8. Placental Abruption

With placental abruption, the placenta separates entirely from the uterine wall before delivery, meaning the fetus doesn’t get the oxygen needed for its rapid rate of development. For minor separations, bed rest can stop the bleeding. For severe cases, immediate medical attention and/or the delivery of the baby is necessary.

9. Miscarriage

Unfortunately, miscarriage is a much more common situation than many women realize. As many as 20 percent of pregnancies end in miscarriage, which is defined as the spontaneous loss of pregnancy from natural causes before 20 weeks. Many miscarriages occur before a woman even knows she is pregnant. In most cases, miscarriage cannot be prevented.

10. Preterm Labor

When a woman goes into labor earlier than the 37-week mark, she experiences preterm labor. Sometimes, preterm birth is necessary for the health of the baby and the mother but, in most cases, doctors will prescribe medication and bed rest to reduce the risks that can develop in preterm babies.

What are the Signs of Complications During Pregnancy?

Every one of the problems that can happen during pregnancy has its own side effects and symptoms to look out for. Only a doctor can accurately diagnose any maternity problems.

That said, there are a few common signs of pregnancy complications that should not be ignored.
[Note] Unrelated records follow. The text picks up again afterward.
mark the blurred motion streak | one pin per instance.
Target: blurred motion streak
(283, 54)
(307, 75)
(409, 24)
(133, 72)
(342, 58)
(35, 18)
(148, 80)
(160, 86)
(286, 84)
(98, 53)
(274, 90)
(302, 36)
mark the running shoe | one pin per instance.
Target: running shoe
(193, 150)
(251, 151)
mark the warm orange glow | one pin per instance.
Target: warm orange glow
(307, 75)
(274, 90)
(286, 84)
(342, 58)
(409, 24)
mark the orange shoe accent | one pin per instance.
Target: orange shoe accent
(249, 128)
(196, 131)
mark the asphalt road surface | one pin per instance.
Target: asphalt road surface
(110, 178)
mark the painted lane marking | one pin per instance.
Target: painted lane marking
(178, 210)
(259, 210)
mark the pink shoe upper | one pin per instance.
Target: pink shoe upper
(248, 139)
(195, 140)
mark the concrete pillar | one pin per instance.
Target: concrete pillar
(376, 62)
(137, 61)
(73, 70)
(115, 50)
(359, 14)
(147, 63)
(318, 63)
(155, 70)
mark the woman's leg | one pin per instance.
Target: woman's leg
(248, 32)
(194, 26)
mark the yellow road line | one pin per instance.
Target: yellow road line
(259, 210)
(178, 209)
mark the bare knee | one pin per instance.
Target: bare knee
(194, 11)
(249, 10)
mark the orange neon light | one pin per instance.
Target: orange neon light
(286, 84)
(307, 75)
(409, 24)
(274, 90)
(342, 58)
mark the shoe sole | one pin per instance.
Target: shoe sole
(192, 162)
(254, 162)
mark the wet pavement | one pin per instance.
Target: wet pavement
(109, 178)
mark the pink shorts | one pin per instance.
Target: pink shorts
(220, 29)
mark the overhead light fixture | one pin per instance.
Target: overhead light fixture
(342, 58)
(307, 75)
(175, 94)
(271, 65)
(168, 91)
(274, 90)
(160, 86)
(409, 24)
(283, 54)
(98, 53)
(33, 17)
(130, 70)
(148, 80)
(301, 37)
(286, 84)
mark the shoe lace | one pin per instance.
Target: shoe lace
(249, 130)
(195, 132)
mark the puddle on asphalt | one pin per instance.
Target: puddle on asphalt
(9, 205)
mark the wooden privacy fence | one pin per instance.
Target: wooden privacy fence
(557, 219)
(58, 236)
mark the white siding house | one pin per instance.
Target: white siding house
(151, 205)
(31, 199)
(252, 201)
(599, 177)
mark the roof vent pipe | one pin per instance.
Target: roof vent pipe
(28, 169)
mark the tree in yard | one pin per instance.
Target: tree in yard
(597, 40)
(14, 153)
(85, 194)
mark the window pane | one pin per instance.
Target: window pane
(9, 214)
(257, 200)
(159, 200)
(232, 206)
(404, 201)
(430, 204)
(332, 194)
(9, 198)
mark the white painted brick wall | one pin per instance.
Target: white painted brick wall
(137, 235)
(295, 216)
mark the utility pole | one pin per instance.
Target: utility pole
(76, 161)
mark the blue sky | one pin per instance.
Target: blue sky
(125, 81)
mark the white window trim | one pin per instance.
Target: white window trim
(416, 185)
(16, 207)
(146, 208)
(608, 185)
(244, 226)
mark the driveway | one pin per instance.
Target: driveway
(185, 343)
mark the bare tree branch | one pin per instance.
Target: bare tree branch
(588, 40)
If you are experiencing any of these pregnancy illness symptoms, please see your doctor right away:

  • Bleeding, especially heavy bleeding accompanied by adnominal pain
  • Severe nausea and vomiting that does not go away
  • A significant decline in your baby’s activity levels
  • Contractions early on in the third trimester
  • Rupture of your uterine membrane (a.k.a. when “your water breaks”)
  • Persistent headache, abdominal pain or swelling
  • Flu-like symptoms
  • Extreme swelling of the hands and face
  • Blurry vision

Most dangers of pregnancy present as obvious symptoms, but not all do. A doctor will always be the best professional to evaluate your risks during pregnancy and determine whether you have any of the more serious problems that can occur during pregnancy. This is why prenatal visits are so important — seeing a doctor gives you a better chance of a healthy pregnancy.

How Can I Prevent a Problematic Pregnancy?

As mentioned, regular prenatal care is a big part of managing the health risks of pregnancy and ensuring that you and your unborn baby are as healthy as possible. Every pregnancy comes with certain risks and potential complications; a doctor can provide the medical advice you need to alleviate your concerns and be as stress-free as possible.

Leading a healthy lifestyle during pregnancy can play a great role in reducing the dangers of pregnancy. When you discover that you’re pregnant, it’s important that you make sure to start eating a healthy diet and incorporating safe, low-impact exercise to keep yourself as healthy as possible and prepare yourself for the upcoming challenges of pregnancy and childbirth. Again, your doctor can give you the best recommended regimen for keeping yourself safe and lessening the risks during pregnancy in your situation.

If you develop a problematic pregnancy, you may be overwhelmed at the medical steps ahead of you — especially if, like most of the readers on this site, you became pregnant unexpectedly. Remember, your doctor will walk you through any problems that occur during pregnancy to keep you as safe as possible. If you or your baby develop medical problems that make you rethink your pregnancy options, or you are worried about the medical costs of your pregnancy and/or raising a child with special needs, remember that adoption is always an option for you. In choosing to place your child for adoption, you can receive your medical treatment for free and make sure that your child grows up with parents who are able to care for their special needs.

Regardless of your personal situation, it’s always important to be aware of the potential problems associated with pregnancy so you can have as healthy an experience as possible. When in doubt, always contact your local obstetrician.